The document argues that decades of large-scale interventions and state-building efforts delivered little lasting stability and often diverted U.S. resources from higher-priority regions. Going forward, Washington’s approach is defined by a narrower set of objectives: protecting vital waterways, defending key partners, containing terrorism, and preventing adversaries from establishing footholds that threaten global energy security or U.S. interests.
“America will always have core interests in ensuring that Gulf energy supplies do not fall into the hands of an outright enemy, that the Strait of Hormuz remain open, that the Red Sea remain navigable, that the region not be an incubator or exporter of terror against American interests or the American homeland, and that Israel remain secure,” the document states.

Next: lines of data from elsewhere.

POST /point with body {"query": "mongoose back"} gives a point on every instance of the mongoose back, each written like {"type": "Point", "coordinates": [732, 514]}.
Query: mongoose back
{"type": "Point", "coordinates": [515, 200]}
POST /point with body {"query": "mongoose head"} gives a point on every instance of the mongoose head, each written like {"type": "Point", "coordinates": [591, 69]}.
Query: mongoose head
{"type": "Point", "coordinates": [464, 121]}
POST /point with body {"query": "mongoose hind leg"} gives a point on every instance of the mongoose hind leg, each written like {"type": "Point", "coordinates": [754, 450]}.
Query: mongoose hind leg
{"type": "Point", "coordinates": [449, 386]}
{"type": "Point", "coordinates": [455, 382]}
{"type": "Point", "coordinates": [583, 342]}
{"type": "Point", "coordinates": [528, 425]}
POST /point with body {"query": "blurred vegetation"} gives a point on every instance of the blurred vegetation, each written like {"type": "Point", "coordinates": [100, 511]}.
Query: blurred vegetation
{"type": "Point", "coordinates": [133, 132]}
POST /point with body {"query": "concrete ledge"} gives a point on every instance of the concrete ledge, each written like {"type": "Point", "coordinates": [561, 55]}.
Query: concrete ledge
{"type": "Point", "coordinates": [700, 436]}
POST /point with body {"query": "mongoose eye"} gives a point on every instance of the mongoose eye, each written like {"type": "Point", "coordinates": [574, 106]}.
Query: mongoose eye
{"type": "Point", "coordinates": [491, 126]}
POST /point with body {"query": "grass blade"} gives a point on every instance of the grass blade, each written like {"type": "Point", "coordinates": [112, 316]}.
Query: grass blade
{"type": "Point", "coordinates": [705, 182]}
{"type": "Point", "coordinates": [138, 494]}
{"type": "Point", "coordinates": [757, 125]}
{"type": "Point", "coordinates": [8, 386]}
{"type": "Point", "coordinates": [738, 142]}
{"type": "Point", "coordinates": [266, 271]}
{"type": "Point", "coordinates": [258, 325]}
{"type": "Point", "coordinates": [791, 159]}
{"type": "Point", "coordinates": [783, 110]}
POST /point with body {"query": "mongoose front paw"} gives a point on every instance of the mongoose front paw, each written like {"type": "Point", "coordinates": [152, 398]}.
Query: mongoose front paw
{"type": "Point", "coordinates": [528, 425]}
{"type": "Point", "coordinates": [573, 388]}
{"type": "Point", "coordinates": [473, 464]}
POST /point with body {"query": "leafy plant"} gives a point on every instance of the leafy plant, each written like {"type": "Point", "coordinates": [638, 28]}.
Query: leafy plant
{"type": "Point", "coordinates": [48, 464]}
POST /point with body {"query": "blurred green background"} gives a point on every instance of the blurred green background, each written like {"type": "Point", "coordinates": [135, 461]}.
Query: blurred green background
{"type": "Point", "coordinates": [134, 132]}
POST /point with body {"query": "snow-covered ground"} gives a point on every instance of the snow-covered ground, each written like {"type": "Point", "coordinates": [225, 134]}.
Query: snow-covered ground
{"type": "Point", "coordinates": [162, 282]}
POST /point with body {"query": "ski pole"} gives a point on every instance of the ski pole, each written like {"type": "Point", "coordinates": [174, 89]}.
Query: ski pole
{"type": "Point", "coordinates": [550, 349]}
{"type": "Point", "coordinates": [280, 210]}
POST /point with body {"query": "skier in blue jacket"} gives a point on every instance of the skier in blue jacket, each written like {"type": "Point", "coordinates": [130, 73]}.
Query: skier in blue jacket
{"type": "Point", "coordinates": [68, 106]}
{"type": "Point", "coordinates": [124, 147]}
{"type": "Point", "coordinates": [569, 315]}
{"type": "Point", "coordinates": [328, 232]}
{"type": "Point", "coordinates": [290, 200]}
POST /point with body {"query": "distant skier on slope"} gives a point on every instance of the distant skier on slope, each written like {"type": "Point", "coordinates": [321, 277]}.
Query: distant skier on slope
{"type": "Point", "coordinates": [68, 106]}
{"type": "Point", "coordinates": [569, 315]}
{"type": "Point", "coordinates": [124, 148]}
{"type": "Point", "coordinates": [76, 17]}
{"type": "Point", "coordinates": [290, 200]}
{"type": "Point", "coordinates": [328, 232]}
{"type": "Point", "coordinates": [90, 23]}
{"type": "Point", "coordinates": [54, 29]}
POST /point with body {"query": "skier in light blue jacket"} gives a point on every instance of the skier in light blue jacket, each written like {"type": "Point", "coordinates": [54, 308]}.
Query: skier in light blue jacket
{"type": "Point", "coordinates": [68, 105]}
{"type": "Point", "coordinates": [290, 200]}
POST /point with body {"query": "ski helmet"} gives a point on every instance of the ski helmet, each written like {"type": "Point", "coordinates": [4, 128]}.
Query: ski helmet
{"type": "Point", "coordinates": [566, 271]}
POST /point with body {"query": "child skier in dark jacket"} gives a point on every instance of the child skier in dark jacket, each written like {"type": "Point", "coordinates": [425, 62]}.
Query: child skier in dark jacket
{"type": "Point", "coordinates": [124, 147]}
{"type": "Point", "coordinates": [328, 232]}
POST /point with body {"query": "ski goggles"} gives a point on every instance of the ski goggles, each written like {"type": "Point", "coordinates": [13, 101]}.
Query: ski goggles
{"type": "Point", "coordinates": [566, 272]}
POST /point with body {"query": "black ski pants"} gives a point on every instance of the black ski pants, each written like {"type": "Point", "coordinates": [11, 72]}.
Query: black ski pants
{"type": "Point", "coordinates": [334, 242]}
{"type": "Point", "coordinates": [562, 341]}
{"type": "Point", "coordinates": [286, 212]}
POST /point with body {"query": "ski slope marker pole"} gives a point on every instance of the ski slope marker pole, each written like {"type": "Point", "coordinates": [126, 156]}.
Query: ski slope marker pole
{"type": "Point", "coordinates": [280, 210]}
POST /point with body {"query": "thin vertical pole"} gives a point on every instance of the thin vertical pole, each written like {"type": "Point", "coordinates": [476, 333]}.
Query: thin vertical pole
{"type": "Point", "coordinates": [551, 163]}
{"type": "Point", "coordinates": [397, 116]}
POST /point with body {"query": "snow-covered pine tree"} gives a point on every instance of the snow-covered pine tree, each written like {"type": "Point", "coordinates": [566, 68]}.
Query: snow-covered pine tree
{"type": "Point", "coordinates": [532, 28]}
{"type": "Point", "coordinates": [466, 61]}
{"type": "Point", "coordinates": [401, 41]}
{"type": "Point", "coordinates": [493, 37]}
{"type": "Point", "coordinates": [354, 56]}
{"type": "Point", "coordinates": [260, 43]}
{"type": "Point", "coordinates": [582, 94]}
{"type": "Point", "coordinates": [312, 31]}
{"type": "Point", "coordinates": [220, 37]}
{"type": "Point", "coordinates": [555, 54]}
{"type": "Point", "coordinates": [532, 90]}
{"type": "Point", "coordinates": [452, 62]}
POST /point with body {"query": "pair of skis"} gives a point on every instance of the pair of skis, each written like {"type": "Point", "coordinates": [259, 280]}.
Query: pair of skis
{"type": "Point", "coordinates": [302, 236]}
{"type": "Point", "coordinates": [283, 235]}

“We can and must address this threat ideologically and militarily without decades of fruitless ‘nation-building’ wars. We also have a clear interest in expanding the Abraham Accords to more nations in the region and to other countries in the Muslim world.”
The strategy notes that the shift in U.S. foreign policy toward the Middle East is driven by the fact that the region is “no longer the constant irritant, and potential source of imminent catastrophe, that it once was,” and is instead emerging as a place of investment and partnership.
Overall, Trump’s new strategy codifies a worldview in which U.S. power remains formidable but more narrowly concentrated.
It demands greater self-reliance from allies, reduces America’s footprint in distant theaters, and seeks to restore national strength by focusing first on closer-to-home priorities such as border security, industrial revival, and stability in the Western Hemisphere.